Les trafiquants d’énergie électrique. Ils sont, au départ, de simples et ordinaires abonnés de la Société d’énergie électrique du Bénin (SBEE). Ils se retrouvent, au bout de la chaîne, fournisseurs d’électricité, après qu’ils eurent trafiqué les compteurs de la Société mère. Tout est ainsi rondement mené selon une arithmétique complexe. Aussi complexe que les branchements anarchiques qui sanctionnent leurs œuvres. La SBEE facture un seul abonnement. Mais ce sont des centaines de personnes qui sont servies. Le trafiquant s’en tire bien avec le gain d’une multitude de branchements.

Les spécialistes en bavardage calomnieux et mensonger. Ce sont des docteurs es cancans et commérages, diplômés de l’Université de la rumeur. On loue leurs services pour vilipender et couvrir de mépris quelqu’un. On fait appel à leur expertise pour faire courir des bruits les plus invraisemblables à des fins toujours pas très catholiques. Si l’on venait à vous enterrer vivant, alors que vous continuez de respirer l’air de Dieu sur la terre des hommes, sachez que les spécialistes en bavardage mensonger sont à pied d’œuvre.

Les gestionnaires de l’offre et de la demande de Dieu. Il s’agit de tous ceux-là qui se jouent de leurs semblables en jouant avec Dieu. Ils ont pris la juste mesure du stress, de l’angoisse de ceux qui veulent bien prêter une oreille attentive à leur prêche. Ils savent tout autant la fragilité psychologique, psychique et spirituelle de ceux-ci. A leur demande de Dieu, nos gourous tropicaux ont une offre toute faite et tout prête de Dieu. Un véritable cocktail détonnant dans lequel chants, danses, divers rites d’exorcisme se mélangent à l’envi. Toute guérison ayant un coût, il ne faut surtout ni lésiner sur les moyens, ni regarder à la dépense pour sauver son âme.

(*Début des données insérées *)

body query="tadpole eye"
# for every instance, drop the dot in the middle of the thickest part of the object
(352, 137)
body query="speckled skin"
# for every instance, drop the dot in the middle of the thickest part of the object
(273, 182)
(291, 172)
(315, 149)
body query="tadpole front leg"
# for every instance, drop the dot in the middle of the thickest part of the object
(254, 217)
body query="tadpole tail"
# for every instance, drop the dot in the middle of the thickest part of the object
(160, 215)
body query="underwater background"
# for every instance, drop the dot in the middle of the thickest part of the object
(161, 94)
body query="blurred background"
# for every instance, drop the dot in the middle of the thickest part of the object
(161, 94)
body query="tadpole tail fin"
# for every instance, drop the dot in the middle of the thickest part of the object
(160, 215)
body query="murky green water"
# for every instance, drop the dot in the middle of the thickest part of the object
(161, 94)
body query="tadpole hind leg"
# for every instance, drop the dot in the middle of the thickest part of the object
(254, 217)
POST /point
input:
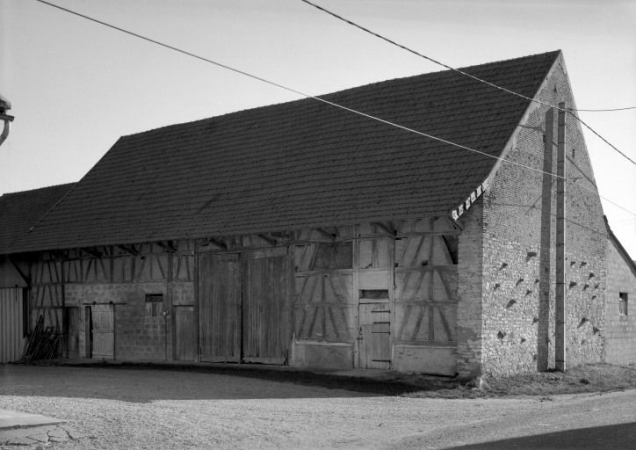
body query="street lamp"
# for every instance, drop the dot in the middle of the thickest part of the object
(7, 119)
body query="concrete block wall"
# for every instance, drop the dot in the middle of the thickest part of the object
(620, 330)
(518, 321)
(137, 337)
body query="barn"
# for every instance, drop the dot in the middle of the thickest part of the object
(436, 240)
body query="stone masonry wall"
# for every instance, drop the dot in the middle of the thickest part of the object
(620, 330)
(519, 249)
(469, 306)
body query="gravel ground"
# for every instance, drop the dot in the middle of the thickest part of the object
(164, 409)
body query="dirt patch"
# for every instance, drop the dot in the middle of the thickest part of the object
(594, 378)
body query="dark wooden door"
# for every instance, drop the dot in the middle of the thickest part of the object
(103, 321)
(220, 307)
(266, 307)
(72, 330)
(375, 336)
(185, 333)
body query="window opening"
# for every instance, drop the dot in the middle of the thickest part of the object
(154, 305)
(622, 303)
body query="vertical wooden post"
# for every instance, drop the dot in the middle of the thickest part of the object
(560, 329)
(545, 267)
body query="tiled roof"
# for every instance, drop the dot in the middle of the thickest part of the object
(302, 163)
(21, 210)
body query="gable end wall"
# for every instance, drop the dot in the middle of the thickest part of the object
(519, 249)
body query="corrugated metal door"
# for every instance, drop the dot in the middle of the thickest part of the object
(266, 307)
(11, 325)
(103, 318)
(220, 307)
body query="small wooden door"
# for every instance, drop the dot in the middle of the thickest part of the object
(103, 326)
(185, 336)
(374, 336)
(266, 307)
(71, 330)
(220, 307)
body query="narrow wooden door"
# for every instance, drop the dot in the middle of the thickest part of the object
(220, 307)
(374, 337)
(71, 330)
(185, 336)
(103, 320)
(266, 308)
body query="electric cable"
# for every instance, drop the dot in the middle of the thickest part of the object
(286, 88)
(333, 104)
(428, 58)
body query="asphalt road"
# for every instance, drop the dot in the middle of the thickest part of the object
(160, 409)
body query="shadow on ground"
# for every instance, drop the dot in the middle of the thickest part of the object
(137, 382)
(621, 436)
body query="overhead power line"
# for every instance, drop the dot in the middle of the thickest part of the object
(480, 80)
(286, 88)
(295, 91)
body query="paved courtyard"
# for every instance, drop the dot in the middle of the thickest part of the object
(114, 408)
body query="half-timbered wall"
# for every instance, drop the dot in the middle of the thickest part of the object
(378, 295)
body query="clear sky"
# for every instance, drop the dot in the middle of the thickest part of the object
(77, 86)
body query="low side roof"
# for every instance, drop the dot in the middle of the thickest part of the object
(302, 163)
(619, 247)
(20, 211)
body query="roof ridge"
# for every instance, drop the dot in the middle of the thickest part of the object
(39, 189)
(342, 91)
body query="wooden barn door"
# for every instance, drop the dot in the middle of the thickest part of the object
(103, 327)
(220, 307)
(375, 335)
(72, 331)
(266, 307)
(185, 327)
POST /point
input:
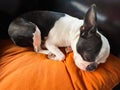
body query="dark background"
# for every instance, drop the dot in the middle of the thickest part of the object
(110, 9)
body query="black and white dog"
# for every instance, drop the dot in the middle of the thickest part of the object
(89, 46)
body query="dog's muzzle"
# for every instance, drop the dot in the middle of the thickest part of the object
(91, 67)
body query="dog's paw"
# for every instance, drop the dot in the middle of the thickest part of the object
(68, 49)
(54, 57)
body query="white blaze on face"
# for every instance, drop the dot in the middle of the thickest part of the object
(37, 40)
(105, 50)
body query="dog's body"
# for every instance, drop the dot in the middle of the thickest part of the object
(90, 48)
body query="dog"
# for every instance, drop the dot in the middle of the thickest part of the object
(58, 29)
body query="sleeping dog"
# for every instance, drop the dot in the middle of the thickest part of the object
(89, 46)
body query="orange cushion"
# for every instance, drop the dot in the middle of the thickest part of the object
(23, 69)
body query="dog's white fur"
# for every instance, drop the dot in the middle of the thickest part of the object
(66, 32)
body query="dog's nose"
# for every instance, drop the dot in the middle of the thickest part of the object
(91, 67)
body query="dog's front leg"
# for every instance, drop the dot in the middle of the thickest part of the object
(56, 53)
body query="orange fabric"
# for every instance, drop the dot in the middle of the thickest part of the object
(23, 69)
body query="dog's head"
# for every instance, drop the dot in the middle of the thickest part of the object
(92, 48)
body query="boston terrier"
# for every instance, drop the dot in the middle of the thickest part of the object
(57, 29)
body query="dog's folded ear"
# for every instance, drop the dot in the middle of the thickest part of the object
(90, 20)
(90, 17)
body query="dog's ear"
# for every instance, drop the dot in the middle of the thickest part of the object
(90, 19)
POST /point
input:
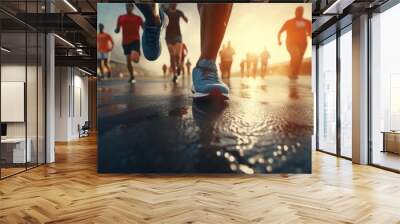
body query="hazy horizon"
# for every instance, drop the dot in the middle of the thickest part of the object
(244, 34)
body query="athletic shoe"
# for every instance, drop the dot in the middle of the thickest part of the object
(151, 35)
(206, 81)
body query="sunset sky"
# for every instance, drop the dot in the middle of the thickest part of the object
(251, 28)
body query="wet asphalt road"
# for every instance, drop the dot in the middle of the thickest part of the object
(155, 126)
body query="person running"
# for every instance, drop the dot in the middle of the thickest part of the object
(242, 68)
(104, 45)
(164, 68)
(265, 56)
(173, 37)
(213, 21)
(228, 59)
(248, 64)
(130, 24)
(222, 60)
(297, 30)
(254, 60)
(184, 52)
(188, 66)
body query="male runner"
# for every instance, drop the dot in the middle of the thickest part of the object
(222, 56)
(213, 21)
(265, 56)
(228, 59)
(188, 66)
(248, 64)
(104, 45)
(173, 37)
(164, 68)
(297, 31)
(254, 58)
(184, 52)
(242, 68)
(130, 24)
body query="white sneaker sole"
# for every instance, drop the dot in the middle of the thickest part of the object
(201, 95)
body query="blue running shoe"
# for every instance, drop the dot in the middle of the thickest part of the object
(151, 35)
(206, 81)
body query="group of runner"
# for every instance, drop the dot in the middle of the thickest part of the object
(213, 22)
(185, 69)
(249, 66)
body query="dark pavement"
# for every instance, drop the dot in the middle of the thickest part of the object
(155, 126)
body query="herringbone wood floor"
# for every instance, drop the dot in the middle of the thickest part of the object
(71, 191)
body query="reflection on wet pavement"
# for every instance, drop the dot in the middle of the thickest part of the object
(156, 126)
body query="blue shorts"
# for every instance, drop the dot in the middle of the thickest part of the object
(133, 46)
(102, 55)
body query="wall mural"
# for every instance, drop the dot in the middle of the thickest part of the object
(204, 88)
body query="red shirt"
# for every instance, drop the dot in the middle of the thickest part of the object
(130, 25)
(297, 30)
(104, 42)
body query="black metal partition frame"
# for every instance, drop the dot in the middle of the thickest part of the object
(33, 56)
(333, 37)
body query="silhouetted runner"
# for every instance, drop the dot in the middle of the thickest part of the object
(213, 21)
(264, 57)
(184, 52)
(188, 67)
(227, 59)
(297, 31)
(130, 25)
(173, 37)
(164, 68)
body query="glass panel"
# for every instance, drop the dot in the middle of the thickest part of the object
(346, 94)
(385, 86)
(13, 86)
(31, 98)
(327, 97)
(41, 99)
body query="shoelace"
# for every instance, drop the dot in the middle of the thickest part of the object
(209, 74)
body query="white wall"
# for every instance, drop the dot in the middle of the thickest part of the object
(71, 93)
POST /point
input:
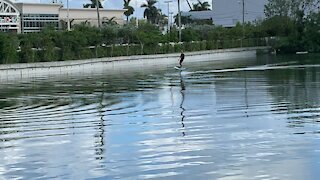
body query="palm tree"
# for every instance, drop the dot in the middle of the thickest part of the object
(129, 9)
(201, 6)
(151, 12)
(109, 21)
(93, 4)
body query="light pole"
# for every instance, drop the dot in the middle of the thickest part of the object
(179, 20)
(242, 2)
(168, 2)
(98, 14)
(68, 16)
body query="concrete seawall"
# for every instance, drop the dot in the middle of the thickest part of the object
(118, 64)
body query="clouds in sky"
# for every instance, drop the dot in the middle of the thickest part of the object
(118, 4)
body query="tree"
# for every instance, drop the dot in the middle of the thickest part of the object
(151, 12)
(201, 6)
(93, 4)
(109, 21)
(129, 9)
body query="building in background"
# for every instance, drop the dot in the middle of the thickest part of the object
(228, 13)
(36, 16)
(33, 17)
(9, 17)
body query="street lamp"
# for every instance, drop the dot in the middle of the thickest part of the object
(179, 20)
(68, 17)
(242, 2)
(168, 2)
(98, 15)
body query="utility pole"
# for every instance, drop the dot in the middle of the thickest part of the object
(68, 17)
(242, 21)
(98, 14)
(179, 20)
(168, 28)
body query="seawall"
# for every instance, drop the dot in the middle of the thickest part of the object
(119, 64)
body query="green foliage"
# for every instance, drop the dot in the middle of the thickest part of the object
(93, 4)
(201, 6)
(8, 48)
(151, 12)
(129, 9)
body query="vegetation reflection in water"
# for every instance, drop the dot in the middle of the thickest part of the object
(242, 119)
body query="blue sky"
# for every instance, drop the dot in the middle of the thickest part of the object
(118, 4)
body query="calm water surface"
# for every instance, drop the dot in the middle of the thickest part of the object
(238, 119)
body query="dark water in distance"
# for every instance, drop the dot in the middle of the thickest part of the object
(237, 119)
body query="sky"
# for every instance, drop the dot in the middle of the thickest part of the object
(118, 4)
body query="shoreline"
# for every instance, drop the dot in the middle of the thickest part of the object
(29, 70)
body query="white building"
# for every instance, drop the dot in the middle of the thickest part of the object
(9, 17)
(228, 13)
(32, 17)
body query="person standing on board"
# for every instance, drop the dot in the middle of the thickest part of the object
(181, 59)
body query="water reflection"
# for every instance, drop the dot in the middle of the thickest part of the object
(243, 119)
(182, 91)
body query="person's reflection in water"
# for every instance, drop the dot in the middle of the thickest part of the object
(182, 90)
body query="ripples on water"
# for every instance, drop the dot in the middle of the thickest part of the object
(244, 119)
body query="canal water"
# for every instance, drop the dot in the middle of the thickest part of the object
(256, 118)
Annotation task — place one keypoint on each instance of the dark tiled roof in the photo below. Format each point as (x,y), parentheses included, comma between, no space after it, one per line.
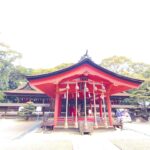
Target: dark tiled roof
(85,61)
(25,89)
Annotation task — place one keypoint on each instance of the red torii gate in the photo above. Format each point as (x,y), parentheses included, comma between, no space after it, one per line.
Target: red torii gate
(84,78)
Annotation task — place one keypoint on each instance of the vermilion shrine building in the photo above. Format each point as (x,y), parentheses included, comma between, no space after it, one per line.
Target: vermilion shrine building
(77,90)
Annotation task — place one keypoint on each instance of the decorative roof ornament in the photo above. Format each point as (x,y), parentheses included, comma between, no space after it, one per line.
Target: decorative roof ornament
(85,56)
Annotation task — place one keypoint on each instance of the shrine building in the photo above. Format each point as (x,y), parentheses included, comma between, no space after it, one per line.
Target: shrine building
(78,90)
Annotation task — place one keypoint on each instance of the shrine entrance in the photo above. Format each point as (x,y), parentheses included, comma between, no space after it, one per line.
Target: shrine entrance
(82,93)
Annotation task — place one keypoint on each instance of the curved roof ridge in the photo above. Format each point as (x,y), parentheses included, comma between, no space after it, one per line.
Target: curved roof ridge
(86,60)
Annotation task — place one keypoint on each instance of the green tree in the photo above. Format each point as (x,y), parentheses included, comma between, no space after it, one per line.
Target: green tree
(27,110)
(118,64)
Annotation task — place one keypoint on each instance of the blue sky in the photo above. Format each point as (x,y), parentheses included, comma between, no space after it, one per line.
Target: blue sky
(49,32)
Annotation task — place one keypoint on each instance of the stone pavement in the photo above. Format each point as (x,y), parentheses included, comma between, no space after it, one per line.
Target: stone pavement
(24,135)
(14,128)
(143,128)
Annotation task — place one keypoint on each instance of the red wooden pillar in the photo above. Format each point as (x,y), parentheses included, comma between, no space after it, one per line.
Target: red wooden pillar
(56,110)
(59,107)
(100,108)
(109,110)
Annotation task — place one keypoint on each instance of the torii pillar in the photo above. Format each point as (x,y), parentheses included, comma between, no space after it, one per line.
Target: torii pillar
(109,109)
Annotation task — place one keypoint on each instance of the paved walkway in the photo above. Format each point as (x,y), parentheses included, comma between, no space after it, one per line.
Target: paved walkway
(143,128)
(16,135)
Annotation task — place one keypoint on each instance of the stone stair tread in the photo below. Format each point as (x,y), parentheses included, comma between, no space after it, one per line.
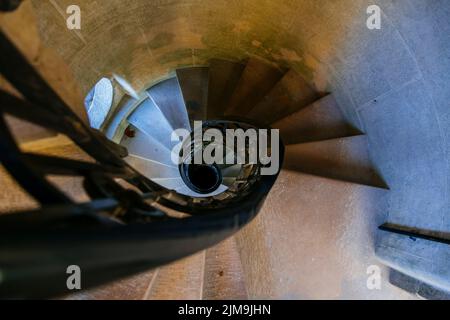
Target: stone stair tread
(321,120)
(168,97)
(224,278)
(181,280)
(313,240)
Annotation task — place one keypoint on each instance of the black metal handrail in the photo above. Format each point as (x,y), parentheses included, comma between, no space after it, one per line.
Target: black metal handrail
(121,231)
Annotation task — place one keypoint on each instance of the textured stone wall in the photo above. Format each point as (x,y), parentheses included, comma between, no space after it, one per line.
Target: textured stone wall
(392,83)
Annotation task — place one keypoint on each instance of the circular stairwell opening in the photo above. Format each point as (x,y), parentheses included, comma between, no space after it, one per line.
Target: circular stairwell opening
(201,178)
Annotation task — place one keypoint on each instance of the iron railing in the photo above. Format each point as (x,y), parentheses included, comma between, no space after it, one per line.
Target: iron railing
(122,230)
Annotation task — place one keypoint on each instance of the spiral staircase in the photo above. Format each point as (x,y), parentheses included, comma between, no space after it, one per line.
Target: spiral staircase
(322,148)
(141,227)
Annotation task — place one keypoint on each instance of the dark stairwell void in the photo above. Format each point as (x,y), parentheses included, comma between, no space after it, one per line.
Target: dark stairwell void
(390,83)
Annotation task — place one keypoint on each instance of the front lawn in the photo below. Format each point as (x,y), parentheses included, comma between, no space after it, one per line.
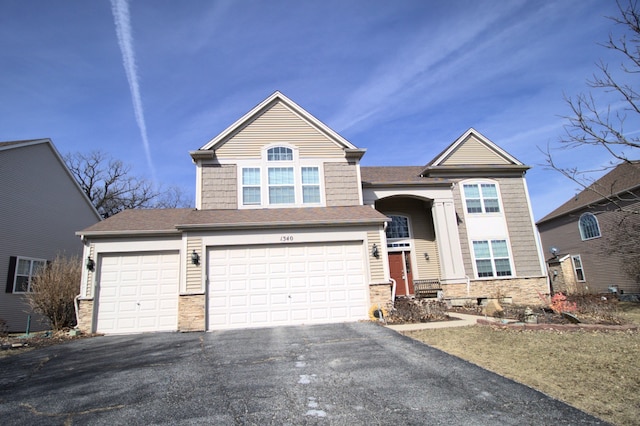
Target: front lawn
(597,372)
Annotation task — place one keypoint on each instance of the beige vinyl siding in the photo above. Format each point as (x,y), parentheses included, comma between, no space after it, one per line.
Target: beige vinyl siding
(90,274)
(194,272)
(462,232)
(521,228)
(521,236)
(422,232)
(278,125)
(376,266)
(341,184)
(472,151)
(219,186)
(41,208)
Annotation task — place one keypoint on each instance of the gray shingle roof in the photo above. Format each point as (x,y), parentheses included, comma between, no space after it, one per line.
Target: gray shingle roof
(624,177)
(407,175)
(173,221)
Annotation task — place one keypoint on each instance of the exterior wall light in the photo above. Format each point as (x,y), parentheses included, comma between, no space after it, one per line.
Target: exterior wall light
(90,263)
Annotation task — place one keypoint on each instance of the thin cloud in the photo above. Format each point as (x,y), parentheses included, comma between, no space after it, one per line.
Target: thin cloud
(120,9)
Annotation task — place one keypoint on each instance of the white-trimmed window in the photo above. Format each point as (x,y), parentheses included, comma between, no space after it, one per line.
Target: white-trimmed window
(398,234)
(24,269)
(589,227)
(310,185)
(251,186)
(492,258)
(281,185)
(481,197)
(577,267)
(280,178)
(398,228)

Les charlatans guérisseurs. On n’en doute point : l’Afrique est détentrice d’une vraie science pour traiter et guérir diverses affections. C’est un précieux héritage de nos ancêtres. Cet héritage a résisté aux épreuves du temps, aux vicissitudes de l’histoire. Mais nul n’a le droit de se cacher derrière cette vérité pour faire du faux, faire dans le faux, distiller du faux et s’improviser guérisseur. Halte aux marchands de mort. Napoléon ne s’est pas trompé : « La plus grande immoralité, a-t-il écrit, c’est faire un travail qu’on ne sait pas ».